自凤帝修在醉仙楼下说出邪医谷主的身份来,其入住盛府,隆帝便没少令王公公前往邀探问,便是今日的盛会也是请了凤帝修的,只是凤帝修一直都婉拒了各种邀请,此刻当着众人的面,他自然是不能再拂隆帝颜面的,闻言翻身下马上了高台。
场上开始有蹴鞠队表演,上头隆帝和百官等相庆,贤妃见众公子小姐们坐在那里分明已跃跃欲试,便道:“皇上便莫拘着一群孩子了,也该放他们自由乐呵去了。”
贤妃言罢,隆帝扬声一笑,道:“贤妃娘娘心疼你们,都自去玩乐吧。”他言罢又冲王喜道,“对了,朕新得的那两匹汗血宝马,只怕这些孩子们都垂涎久矣,你带他们去试试,谁能驾驭得了,令宝马认主,朕有重赏,莫忘了先叫霓裳郡主试马。”
隆帝言罢,一众公子小姐们纷纷谢恩,早按捺不住性子的众人一哄而散,女眷贵公子小姐们离开,百官等却依旧留在这里陪伴隆帝交流感情。凤帝修刚刚落座,隆帝正劝酒连连,自不好此刻离开,眼见旖滟也随着众人和楚青依说话离开,他只勾了勾唇,倒不太放在心上,执杯回敬隆帝。
楚青依,旖滟分明将他当弟弟或者说是手下对待,凭借楚青依,就算折腾死,旖滟也不会对他如何的,根本不足为虑。倒是楚青依跟着她,他还不必担心旖滟会出什么事,何乐而不为。
旖滟是皇上亲封的郡主,更是太傅府堂堂正正的嫡女,以前她口吃怯弱,不被众贵女们接受,可此刻又怎能和以前一样?又有她方才一番表现,如今多的是京中贵女们想和她结识,朋友是必不可少的,以前这些贵女们瞧着本尊被讥笑欺辱,多是冷眼旁观,但这没什么好责怪怨怼的,世态如此。
此刻一群贵女拥上来自我介绍,围着旖滟请教骑马之术,赞叹她方才的苍鹰舞,有些贵女还是以前跟着萧靥儿取笑过本尊的,但旖滟都一视同仁,态度谦和,笑意盈盈,语气温婉,端庄大方地和她们交谈亲近。
旖滟本就是控制人心的高手,只要她想,她便有办法和任何人成为朋友,收服这些贵女对她来说轻而易举。不过片刻,贵女们便发现这个中紫国第一美女丝毫没有美人的孤傲清高,相反她谈吐优雅得体,言语诙谐幽默,待人也落落大方,真诚爽直。一时间楚青依都被挤出了人群,就只见一众的莺莺燕燕围着旖滟嬉笑玩闹,当真有众星捧月之感。
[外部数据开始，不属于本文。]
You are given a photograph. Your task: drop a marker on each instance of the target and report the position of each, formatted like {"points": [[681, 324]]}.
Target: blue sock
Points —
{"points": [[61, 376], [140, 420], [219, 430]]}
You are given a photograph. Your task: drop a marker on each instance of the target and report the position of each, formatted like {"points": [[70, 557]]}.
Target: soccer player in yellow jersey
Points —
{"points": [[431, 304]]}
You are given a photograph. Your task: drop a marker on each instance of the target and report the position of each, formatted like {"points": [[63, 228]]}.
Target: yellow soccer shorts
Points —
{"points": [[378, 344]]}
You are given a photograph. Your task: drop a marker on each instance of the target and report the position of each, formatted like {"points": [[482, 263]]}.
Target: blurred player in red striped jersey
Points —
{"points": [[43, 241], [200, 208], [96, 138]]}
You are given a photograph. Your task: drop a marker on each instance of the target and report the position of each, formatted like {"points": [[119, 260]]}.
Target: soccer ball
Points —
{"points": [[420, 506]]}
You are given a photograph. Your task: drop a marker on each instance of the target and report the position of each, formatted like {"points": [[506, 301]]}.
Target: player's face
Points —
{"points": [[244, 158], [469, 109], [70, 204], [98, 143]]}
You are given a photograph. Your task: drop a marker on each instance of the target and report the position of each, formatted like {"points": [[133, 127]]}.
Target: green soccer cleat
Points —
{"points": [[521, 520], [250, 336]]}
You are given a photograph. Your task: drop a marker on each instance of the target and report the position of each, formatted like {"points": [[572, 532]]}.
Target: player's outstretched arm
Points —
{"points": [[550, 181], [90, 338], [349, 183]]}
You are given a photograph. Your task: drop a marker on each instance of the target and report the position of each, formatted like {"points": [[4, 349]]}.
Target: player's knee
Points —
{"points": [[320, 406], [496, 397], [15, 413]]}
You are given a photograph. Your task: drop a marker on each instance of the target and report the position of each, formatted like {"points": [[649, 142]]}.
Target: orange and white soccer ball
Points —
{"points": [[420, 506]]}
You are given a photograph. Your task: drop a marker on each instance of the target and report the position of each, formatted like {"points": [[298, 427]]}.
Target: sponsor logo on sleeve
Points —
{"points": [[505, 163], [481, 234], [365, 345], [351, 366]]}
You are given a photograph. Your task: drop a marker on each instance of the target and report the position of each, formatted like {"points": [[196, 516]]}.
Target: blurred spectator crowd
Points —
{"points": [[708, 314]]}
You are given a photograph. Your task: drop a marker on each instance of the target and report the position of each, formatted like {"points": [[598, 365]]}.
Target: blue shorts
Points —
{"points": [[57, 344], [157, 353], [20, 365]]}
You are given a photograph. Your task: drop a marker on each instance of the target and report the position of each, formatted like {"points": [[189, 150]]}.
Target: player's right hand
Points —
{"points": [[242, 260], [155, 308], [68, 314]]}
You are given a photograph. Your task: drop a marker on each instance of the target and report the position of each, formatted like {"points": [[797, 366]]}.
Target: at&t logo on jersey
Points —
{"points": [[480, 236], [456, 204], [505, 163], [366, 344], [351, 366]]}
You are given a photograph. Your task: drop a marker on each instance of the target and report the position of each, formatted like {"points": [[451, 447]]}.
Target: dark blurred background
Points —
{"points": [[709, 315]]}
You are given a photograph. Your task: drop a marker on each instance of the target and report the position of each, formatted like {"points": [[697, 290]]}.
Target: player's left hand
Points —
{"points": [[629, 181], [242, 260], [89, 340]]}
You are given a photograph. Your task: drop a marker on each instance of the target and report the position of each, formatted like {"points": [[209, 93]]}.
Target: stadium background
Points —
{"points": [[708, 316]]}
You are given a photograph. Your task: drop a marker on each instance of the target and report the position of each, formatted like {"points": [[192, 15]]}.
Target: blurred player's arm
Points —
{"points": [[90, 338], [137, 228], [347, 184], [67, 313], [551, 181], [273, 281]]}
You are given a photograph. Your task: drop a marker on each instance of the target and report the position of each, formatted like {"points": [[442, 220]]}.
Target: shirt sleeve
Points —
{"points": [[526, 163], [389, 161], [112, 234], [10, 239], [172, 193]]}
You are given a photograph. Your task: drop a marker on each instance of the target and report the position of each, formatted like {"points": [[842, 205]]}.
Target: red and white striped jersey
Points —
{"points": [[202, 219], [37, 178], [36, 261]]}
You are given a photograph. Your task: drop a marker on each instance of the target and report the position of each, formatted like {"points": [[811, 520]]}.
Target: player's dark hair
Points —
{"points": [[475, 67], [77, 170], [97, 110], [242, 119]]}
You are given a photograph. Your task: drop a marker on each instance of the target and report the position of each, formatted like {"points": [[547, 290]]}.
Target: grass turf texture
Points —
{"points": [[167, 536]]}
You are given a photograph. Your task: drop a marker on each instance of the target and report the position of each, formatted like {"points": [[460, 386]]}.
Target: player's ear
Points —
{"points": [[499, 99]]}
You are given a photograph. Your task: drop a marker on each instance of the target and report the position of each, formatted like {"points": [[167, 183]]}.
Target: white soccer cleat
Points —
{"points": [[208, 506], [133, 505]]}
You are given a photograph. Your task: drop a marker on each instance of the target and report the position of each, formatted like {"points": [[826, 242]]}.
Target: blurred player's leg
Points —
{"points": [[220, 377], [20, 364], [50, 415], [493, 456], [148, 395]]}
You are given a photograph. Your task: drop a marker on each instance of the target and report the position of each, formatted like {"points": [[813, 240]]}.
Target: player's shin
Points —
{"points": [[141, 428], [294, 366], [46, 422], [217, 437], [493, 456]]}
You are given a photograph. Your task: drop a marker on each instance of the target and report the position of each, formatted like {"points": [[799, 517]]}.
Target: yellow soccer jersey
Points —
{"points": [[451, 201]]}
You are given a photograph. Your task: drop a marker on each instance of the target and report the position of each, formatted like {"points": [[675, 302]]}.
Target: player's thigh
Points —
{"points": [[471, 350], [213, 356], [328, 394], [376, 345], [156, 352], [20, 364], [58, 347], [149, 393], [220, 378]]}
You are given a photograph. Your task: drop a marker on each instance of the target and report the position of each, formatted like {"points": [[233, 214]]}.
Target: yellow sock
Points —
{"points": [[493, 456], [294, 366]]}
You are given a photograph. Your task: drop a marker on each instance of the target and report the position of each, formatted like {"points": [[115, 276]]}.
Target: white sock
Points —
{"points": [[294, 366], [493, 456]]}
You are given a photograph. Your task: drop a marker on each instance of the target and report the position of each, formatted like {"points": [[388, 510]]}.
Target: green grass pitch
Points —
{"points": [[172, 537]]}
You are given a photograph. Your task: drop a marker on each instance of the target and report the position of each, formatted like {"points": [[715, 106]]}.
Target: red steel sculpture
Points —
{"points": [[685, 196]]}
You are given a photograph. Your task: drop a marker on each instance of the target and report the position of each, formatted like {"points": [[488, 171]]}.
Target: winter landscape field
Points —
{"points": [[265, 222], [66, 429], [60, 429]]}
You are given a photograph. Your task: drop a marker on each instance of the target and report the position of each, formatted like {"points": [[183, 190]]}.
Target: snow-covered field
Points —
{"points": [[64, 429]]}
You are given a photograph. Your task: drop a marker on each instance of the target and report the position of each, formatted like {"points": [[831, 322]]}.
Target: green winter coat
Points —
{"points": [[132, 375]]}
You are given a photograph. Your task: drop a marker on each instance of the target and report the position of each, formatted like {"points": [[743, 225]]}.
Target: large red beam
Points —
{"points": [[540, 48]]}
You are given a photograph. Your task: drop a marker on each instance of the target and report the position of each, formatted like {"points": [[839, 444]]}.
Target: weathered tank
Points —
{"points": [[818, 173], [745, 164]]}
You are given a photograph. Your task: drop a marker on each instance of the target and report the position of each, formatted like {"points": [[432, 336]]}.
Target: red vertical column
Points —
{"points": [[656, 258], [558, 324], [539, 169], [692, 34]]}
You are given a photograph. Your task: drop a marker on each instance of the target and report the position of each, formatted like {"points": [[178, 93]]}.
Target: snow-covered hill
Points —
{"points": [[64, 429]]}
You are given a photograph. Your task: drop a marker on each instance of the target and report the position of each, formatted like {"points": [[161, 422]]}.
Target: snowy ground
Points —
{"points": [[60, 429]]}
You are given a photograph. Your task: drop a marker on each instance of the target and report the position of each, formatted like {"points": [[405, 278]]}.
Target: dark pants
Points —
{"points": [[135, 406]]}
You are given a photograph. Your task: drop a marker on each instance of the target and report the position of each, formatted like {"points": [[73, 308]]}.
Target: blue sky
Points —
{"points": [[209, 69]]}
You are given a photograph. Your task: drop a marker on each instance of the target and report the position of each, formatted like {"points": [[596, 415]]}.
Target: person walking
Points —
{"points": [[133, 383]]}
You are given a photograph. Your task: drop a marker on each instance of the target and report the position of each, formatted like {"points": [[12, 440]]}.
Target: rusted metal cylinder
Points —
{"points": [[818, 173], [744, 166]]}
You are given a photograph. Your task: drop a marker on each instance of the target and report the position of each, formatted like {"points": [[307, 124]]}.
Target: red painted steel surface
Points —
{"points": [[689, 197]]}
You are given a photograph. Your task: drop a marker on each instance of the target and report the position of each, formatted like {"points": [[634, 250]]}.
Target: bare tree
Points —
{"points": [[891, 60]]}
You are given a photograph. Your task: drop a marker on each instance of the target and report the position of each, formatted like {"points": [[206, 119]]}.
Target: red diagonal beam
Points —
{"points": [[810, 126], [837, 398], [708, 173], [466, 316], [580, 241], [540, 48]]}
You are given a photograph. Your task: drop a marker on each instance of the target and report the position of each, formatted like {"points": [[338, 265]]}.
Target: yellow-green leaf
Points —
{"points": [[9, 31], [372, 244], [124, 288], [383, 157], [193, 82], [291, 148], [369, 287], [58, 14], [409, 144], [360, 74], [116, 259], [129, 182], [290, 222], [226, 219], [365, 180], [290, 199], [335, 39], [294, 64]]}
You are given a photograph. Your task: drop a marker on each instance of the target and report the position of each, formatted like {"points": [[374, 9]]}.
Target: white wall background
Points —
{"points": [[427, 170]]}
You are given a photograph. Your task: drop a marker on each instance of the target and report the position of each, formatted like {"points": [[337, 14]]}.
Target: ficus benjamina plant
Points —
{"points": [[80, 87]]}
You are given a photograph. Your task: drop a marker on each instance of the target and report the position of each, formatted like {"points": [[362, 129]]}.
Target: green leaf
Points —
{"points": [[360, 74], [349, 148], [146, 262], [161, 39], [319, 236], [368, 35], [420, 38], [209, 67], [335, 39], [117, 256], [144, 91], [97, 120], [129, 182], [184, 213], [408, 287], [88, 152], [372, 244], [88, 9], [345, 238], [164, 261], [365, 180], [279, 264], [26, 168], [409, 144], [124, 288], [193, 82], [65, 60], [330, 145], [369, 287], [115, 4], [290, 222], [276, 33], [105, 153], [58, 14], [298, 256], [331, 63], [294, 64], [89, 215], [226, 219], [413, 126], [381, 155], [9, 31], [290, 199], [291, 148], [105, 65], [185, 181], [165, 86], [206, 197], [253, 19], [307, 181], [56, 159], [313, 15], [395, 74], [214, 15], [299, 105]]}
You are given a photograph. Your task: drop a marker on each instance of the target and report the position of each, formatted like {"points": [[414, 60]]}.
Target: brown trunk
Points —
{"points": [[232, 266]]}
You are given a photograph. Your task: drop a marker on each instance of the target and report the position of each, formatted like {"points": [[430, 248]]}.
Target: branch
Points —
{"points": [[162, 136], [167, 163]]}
楚青依被挤出来,饶是他纨绔惯了,这会儿也不好往一群脂粉堆里扎,他从来没有想到,素来清清冷冷的旖滟,竟也能有如此的亲和力。素来女人一美丽便自命清高,更招同性的嫉妒和排斥,起码他识得的美人多半便都是孤冷高傲,没什么同性朋友的。好像和其她女子接触多了,便会掉了身价,显示不出高高在上的不凡了一般。
便是以前的萧靥儿,长相不俗,号称才情出众,身边总也跟着一群诸如白如玉一样的贵女,可萧靥儿那一瞧便是享受那种被捧着被追随的感觉,在拿绿叶映衬红花,跟在萧靥儿身边的贵女们显然也知道此点,皆是奉迎溜须,看在萧靥儿将军府嫡女,和被翼王高看的份儿上接近她的,并非真心相交。
可如今他瞧的出,围着旖滟的这些贵女们,她们是真心因接触而喜欢靠近旖滟,更何况,这么多的贵女,队伍如此壮观,里头还不乏出身比旖滟高贵的多的几位贵女……这也太让人匪夷所思了,这盛旖滟如今怎么就能男女通吃了呢!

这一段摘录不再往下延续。